Dov’era il Partito Democratico quando le bibliotecarie hanno perso il lavoro dopo aver denunciato condizioni non sicure? Dov’era il PD quando la giunta perdeva milioni di euro legati al PNRR, costringendo poi i cittadini di San Miniato a coprire quei buchi con risorse comunali che potevano essere destinate ad altro? Dov’è il PD quando, anno dopo anno, vengono presentati avanzi milionari spacciati come capacità amministrativa, mentre in realtà certificano soltanto incapacità di programmare e di spendere bene le risorse pubbliche?
Era in silenzio. Sempre in silenzio.
Ecco perchè questa improvvisa vitalità politica della segreteria PD colpisce e stupisce. Si interviene in merito ad una polemica personale (priva di rilevanza politica), mentre sui problemi veri del territorio il partito continua a galleggiare nell’irrilevanza più assoluta. Un gruppo dirigente serio dovrebbe dettare una linea politica, affrontare i nodi strutturali del Comune, assumersi responsabilità, avere una visione per il futuro di San Miniato.
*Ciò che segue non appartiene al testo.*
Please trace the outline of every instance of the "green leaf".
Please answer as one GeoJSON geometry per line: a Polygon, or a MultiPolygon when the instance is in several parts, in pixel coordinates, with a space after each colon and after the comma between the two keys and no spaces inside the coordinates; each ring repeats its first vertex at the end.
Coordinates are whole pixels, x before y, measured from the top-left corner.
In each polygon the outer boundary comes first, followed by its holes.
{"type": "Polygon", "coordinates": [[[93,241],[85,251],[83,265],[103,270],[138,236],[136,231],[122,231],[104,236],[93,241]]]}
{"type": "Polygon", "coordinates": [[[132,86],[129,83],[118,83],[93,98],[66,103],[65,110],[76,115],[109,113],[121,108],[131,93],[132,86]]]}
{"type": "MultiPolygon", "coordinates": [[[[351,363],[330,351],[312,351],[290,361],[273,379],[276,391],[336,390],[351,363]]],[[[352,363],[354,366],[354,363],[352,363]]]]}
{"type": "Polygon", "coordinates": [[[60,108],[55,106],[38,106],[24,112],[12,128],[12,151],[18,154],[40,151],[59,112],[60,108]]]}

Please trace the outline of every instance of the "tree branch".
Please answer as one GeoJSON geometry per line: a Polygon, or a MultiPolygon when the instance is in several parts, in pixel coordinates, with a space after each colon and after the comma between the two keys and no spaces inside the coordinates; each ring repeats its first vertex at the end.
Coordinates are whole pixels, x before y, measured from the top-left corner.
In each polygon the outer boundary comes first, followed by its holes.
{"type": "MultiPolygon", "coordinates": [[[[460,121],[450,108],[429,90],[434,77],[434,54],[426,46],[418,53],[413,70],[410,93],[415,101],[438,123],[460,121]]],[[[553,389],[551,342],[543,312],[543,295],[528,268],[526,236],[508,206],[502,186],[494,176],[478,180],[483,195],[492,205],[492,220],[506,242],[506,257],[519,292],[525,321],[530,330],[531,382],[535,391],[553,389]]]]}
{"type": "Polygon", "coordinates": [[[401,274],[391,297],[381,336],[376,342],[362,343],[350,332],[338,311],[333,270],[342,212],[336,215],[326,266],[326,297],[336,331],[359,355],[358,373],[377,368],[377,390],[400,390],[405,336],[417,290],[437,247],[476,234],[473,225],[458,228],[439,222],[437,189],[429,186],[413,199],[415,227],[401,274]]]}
Invece il PD locale appare sempre più come una compagnia chiusa in sé stessa, impegnata a difendere i propri equilibri interni mentre fuori crescono problemi, disservizi e occasioni perdute.
La verità è che a San Miniato manca una guida politica autorevole. E quando un partito interviene solo per difendere sé stesso e tace davanti agli errori della propria amministrazione, significa che ha smesso di rappresentare una comunità ed è diventato soltanto il comitato di difesa del potere esistente.